City to buy land for canal widening|[4/18/06]
Published 12:00 am Tuesday, April 18, 2006
Vicksburg will begin the process of acquiring land for the Corps of Engineers’ $3.9 million widening of the Yazoo Diversion Canal, officials said Monday.
The Board of Mayor and Aldermen voted unanimously at its regular meeting to authorize Mayor Laurence Leyens to execute easements on four private properties covering about 45 acres along the canal.
The resolution also requested modification of the grant agreement between the city and the Mississippi Development Authority, which will provide up to $500,000 for the project, and formally approved agreements with three businesses to help secure the grant, said City Attorney Nancy Thomas.
Falco Chemical, Power Transport Services and Magnolia Marine agreed to invest $3 million and provide 25 jobs along the canal after the project is completed, Thomas said.
The original $330,900 County Development Block Grant from the MDA, awarded during the Joe Loviza administration, was based on a commitment from Hancor Inc. to extend a rail line from the canal to its headquarters on U.S. 61 South, Thomas said, but plans for that deal fell through.
“So we’re switching the money from that project to the canal project,” she said.

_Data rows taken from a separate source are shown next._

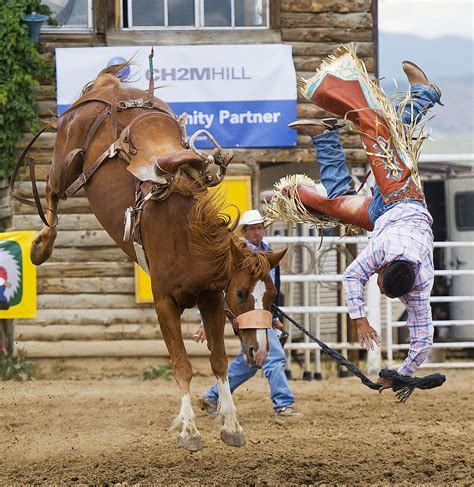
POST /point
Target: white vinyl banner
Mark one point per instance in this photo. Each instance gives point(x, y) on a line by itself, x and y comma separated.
point(245, 95)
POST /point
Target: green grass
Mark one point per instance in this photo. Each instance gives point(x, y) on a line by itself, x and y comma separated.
point(17, 368)
point(154, 372)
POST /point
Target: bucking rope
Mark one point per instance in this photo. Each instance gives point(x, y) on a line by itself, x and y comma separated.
point(402, 386)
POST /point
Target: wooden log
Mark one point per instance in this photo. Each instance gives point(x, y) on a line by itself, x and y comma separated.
point(327, 35)
point(176, 37)
point(24, 188)
point(89, 285)
point(359, 20)
point(114, 348)
point(103, 316)
point(85, 269)
point(67, 222)
point(85, 301)
point(55, 333)
point(311, 63)
point(323, 49)
point(316, 6)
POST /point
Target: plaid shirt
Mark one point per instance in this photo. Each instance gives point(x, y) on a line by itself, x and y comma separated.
point(402, 233)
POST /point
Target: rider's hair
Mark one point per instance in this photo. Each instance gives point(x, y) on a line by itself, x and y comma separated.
point(398, 278)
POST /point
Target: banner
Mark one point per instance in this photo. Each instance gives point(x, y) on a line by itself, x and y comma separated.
point(17, 276)
point(238, 191)
point(244, 95)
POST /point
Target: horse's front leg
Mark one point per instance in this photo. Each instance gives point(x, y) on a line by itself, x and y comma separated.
point(211, 306)
point(43, 241)
point(170, 324)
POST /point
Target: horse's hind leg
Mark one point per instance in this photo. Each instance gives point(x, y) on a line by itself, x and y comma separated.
point(211, 307)
point(170, 324)
point(42, 246)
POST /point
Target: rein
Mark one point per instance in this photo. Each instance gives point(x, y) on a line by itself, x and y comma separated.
point(403, 386)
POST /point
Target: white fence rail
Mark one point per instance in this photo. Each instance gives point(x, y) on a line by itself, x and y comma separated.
point(373, 307)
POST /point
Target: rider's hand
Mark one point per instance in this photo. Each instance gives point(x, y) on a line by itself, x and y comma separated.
point(367, 335)
point(200, 334)
point(385, 383)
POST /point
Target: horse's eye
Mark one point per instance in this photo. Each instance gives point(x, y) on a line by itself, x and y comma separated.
point(241, 294)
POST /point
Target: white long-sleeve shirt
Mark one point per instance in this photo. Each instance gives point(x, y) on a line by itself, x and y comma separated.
point(402, 233)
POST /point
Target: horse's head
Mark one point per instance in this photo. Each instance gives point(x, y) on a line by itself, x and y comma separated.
point(249, 296)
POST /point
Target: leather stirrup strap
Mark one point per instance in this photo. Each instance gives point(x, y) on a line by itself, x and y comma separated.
point(87, 174)
point(364, 181)
point(151, 84)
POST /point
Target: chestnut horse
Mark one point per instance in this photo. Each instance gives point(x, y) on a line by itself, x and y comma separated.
point(191, 253)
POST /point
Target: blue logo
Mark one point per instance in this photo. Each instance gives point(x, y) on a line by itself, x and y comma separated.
point(124, 73)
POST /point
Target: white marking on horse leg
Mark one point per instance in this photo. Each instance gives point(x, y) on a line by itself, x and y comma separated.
point(262, 339)
point(227, 411)
point(258, 293)
point(185, 419)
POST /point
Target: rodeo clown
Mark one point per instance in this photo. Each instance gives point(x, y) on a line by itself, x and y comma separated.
point(400, 248)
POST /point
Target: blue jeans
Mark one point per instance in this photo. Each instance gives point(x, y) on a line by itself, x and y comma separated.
point(335, 175)
point(274, 369)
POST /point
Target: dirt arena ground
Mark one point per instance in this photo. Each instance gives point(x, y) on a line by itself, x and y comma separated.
point(116, 431)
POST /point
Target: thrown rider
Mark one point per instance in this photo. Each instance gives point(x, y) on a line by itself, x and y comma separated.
point(400, 248)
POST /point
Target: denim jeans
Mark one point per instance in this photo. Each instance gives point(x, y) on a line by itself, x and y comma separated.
point(273, 368)
point(335, 175)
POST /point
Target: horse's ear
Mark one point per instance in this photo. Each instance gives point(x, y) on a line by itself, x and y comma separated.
point(237, 253)
point(275, 257)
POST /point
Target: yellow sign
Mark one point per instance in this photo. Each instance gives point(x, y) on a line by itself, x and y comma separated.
point(17, 276)
point(238, 192)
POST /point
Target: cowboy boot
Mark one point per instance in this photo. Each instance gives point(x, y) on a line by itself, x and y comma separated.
point(416, 75)
point(316, 127)
point(352, 209)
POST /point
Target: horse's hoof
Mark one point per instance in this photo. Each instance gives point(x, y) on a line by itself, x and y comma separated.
point(233, 439)
point(192, 443)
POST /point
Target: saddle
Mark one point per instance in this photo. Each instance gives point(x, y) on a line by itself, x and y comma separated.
point(155, 164)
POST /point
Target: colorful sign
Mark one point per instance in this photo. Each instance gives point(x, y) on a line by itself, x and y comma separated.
point(244, 95)
point(238, 192)
point(17, 276)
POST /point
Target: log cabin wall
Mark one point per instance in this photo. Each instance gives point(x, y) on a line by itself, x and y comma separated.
point(86, 303)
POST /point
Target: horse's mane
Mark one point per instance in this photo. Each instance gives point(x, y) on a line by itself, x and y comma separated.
point(214, 230)
point(108, 76)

More than $3.2 million of the $3.9 million projected cost for the project will be federally funded, with the city and the Warren County Port Commission sharing around $698,000 in local costs, much of which will come from the MDA grant.
Warren County supervisors also acted on the project Monday, approving execution of two easement abandonments along DeSoto Island, on the Louisiana side of the Yazoo Diversion Canal. The Port Commission had approved giving up the easement in February to the City of Vicksburg as a way to move along local efforts to get plans off the ground to widen the canal.
The canal was excavated more than 100 years ago after the Mississippi River, which formerly passed City Front, changed course.
It rerouted the Yazoo River and connected the Mississippi with what has been developed as the Port of Vicksburg.
Plans for the widening call for turning a 150-foot bottom width into a 250-foot bottom width from the junction with the Mississippi River to Glass Bayou and 200-foot bottom from there to the entrance to the harbor channel.
Officials began looking at widening the canal in the 1990s, when the tonnage moved to and from the Mississippi River and the E.W. Haining Industrial Center increased from 3 million tons to 5 million from 1990 to 1992.
Mayor Laurence Leyens said the city could use the extra space in the canal to add docks to city front.